Saturday, November 14, 2009

From Java to PHP: Observations

When I changed jobs a couple months ago I moved from a Java/Oracle environment to a PHP/Oracle environment. While I use Java for a variety of tasks, only one of which is creating web applications, I'll try to keep the comparisons inside the common domain that PHP and Java share. Following are some of the contrasts I find notable.

A little background

I've been creating websites as a hobby (non-professionally) for about six years. I taught myself the most basic PHP and MySQL skills required to create database-driven websites, and wrote a lot of procedural code to enable fairly simple CRUD web applications. During this period prior to my formal computer science education I was motivated by entrepreneurial ideas rather than an interest in programming itself. As a result, my designs were (mostly) functional but not terribly pretty, efficient or maintainable. The only DRY code I wrote at the time was the ubiquitous header & footer includes.

Formally I learned object-oriented programming in Java, and after graduation a couple years ago I joined the aforementioned Java/Oracle outfit. This was an invaluable first job after graduation where I was exposed to some of the requisite basics and standbys in the corporate Java/J2EE world: Spring, Struts, Hibernate. I was introduced to invaluable utilities and libraries that many Java developers depend on such as log4j, jdom, ant, jsch and a variety of other mature open source libraries that make our lives simpler and more productive.

Comparisons

In my travels on the web I have discovered that there are few absolutes when it comes to the limitations and capabilities of any one programming language. Sure, certain languages have traits which lend themselves to more easily solving certain problems, but in general most languages are capable of manipulating the file system, interacting with databases and, in general, doing what needs to be done. It might not be feasible to write a Web 2.0 blogging web application in any number of languages; but then again, I'm almost certain it's possible in any language.

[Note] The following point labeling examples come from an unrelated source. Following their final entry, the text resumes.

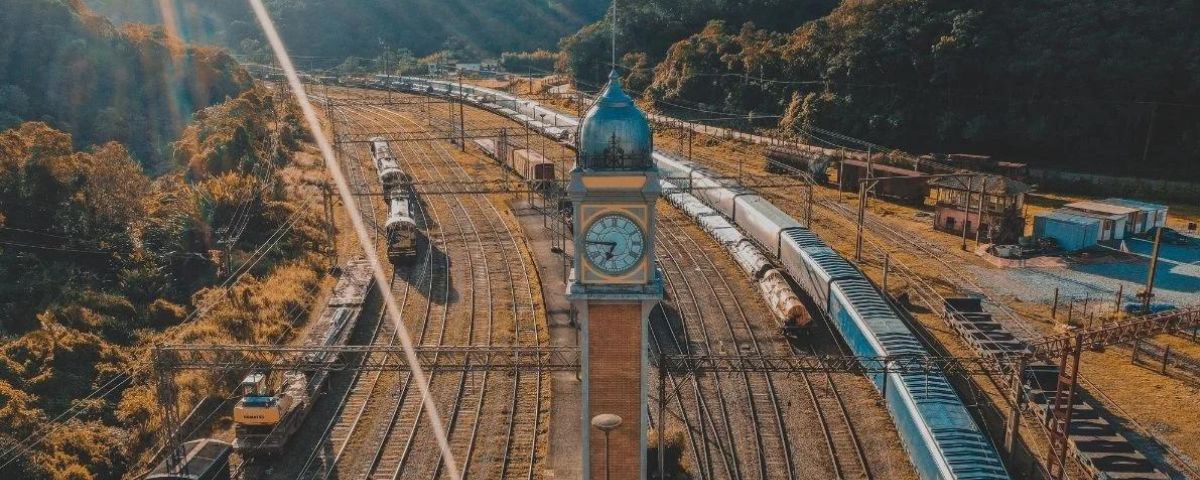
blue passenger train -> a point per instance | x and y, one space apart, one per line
942 439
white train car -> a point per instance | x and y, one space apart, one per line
387 166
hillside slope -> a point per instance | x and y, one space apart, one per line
64 65
1089 85
340 29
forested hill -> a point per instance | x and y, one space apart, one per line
345 28
1066 84
649 27
72 69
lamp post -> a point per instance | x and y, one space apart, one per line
606 423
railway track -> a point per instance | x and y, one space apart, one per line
347 427
706 316
527 393
475 232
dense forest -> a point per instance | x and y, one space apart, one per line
111 259
1089 85
648 28
321 31
66 66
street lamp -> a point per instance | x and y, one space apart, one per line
606 423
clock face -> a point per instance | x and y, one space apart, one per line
613 244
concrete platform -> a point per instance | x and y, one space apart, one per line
564 454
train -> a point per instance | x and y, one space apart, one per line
773 286
400 227
274 405
939 433
525 162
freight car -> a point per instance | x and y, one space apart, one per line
526 163
274 405
385 163
939 432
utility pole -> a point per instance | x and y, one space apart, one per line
1150 132
983 193
808 207
966 210
328 201
1150 276
462 125
862 213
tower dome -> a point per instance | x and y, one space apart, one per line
615 133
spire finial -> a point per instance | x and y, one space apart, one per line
613 34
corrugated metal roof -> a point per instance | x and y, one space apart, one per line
1134 204
1068 216
1101 207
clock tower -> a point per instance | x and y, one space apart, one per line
615 283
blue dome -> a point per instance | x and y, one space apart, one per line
615 133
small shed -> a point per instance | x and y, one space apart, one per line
1147 215
1113 217
1071 229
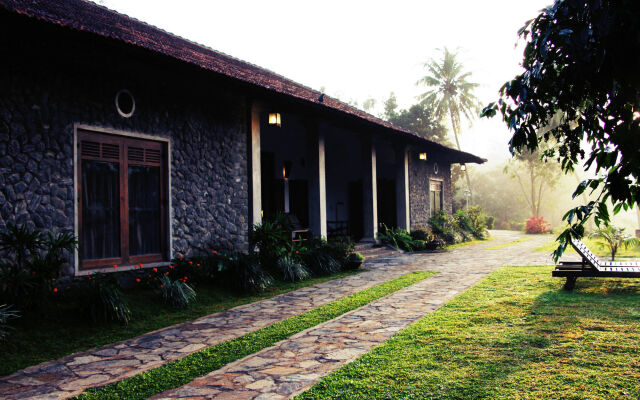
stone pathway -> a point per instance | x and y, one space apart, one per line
461 268
295 364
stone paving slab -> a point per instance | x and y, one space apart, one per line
71 375
295 364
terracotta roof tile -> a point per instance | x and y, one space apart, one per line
90 17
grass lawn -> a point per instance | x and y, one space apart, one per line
595 246
181 372
60 331
515 335
500 246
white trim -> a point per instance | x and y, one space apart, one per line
76 195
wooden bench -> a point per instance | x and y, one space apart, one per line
592 266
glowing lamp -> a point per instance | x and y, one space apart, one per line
274 119
286 170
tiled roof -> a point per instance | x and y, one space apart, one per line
90 17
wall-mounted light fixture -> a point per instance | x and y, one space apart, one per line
286 170
274 119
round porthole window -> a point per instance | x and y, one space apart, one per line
125 104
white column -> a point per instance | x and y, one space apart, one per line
318 187
256 187
370 191
402 187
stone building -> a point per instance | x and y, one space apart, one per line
149 146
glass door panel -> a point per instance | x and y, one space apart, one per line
100 210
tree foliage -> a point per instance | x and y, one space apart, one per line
451 94
581 60
419 118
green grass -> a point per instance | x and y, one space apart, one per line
59 331
595 246
457 245
515 335
500 246
181 372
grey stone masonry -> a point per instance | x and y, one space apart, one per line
420 175
57 79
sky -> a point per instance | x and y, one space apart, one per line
361 49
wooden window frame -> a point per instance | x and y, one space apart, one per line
432 183
124 142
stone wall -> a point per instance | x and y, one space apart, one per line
420 172
58 78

Many impressive projects out there stand on their own feet as first class citizens in a programmer's toolbox rather than as secondary or subservient to the languages in which they are implemented. Take Ant, for instance. While it is certainly not the first build tool created, it took on a life of its own outside the Java-as-language world and is used to build projects in many other other languages.

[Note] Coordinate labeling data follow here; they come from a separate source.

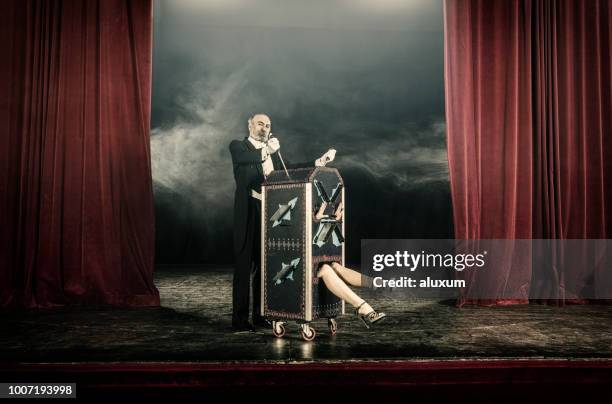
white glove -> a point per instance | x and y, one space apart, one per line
329 156
273 145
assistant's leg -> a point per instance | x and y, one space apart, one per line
339 288
350 276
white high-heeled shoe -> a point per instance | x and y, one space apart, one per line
371 318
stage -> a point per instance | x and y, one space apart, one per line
188 343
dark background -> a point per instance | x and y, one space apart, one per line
363 77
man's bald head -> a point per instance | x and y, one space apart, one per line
259 127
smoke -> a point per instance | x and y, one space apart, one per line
413 158
191 157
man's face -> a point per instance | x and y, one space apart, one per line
259 127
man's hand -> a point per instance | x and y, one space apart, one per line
273 145
329 156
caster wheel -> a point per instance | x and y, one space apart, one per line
278 329
332 325
308 333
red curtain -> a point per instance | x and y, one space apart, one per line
76 197
528 110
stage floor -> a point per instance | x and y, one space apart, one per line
193 325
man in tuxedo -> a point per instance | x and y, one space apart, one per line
253 158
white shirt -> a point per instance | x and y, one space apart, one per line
266 164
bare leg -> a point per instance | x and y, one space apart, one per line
349 276
339 288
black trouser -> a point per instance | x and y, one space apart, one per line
248 263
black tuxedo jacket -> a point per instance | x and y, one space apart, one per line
248 173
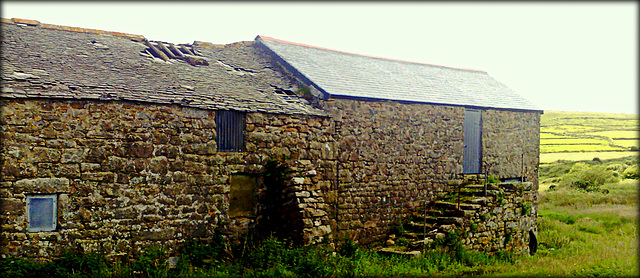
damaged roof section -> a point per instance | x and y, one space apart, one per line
167 51
40 61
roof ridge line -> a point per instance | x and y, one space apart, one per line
31 22
362 55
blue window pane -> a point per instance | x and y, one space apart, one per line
42 213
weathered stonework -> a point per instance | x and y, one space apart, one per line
396 157
131 175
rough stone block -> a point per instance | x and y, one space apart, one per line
42 185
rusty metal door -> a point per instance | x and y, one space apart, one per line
472 155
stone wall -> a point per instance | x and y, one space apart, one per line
396 157
505 218
393 157
511 144
132 175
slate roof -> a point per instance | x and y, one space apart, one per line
340 74
51 61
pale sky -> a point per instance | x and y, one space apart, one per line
570 56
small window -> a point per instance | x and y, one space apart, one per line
42 212
230 130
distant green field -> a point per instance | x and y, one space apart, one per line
577 156
576 132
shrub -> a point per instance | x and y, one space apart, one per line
152 263
348 249
584 175
200 254
631 172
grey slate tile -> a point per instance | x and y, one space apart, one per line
352 75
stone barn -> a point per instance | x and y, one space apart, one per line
111 142
410 134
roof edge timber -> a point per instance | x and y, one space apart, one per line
291 69
362 55
30 22
435 103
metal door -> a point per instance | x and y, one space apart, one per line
472 155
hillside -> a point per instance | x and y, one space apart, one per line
585 135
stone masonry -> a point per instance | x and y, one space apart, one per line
396 157
131 175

In the end, arguments about the superiority of one language over another (of which there are an over abundance) in my experience never yield winners. Ruby [on Rails] vs PHP tends to be a favorite comparison ever since Rails became popular a few years back. I will hold my tongue in that comparison as I have not used Ruby or Rails enough to have a good assessment of it.

So, after that long winded introduction, having done my best to convince you of my semi-impartiality and my rejection of the idea of loving a language for its own sake, I'll get on with the Java and PHP comparisons.

Compiled vs. Interpreted

I've never taken too much much stock in the performance comparisons between [semi-]compiled languages and interpreted languages for web use. In my experience these are not considerations that come into play for most web applications. Clearly one should not set out to implement an application in an interpreted language if it requires extreme execution speeds; but when it comes to most web applications I've found that causes for excessive response times are caused by poor design decisions rather than the language interpreter or compiler.

Java has that extra step between writing code and running code -- compilation from source code to byte code. When working in the Java world I really disliked the way this step interrupted the cycle of writing code and testing changes. It's not uncommon to make and test code changes many dozens of times per working day, so the break in concentration is not the only concern here: often times I wondered how much time all those "several seconds" of downtime at compilation added up to at the end of the month.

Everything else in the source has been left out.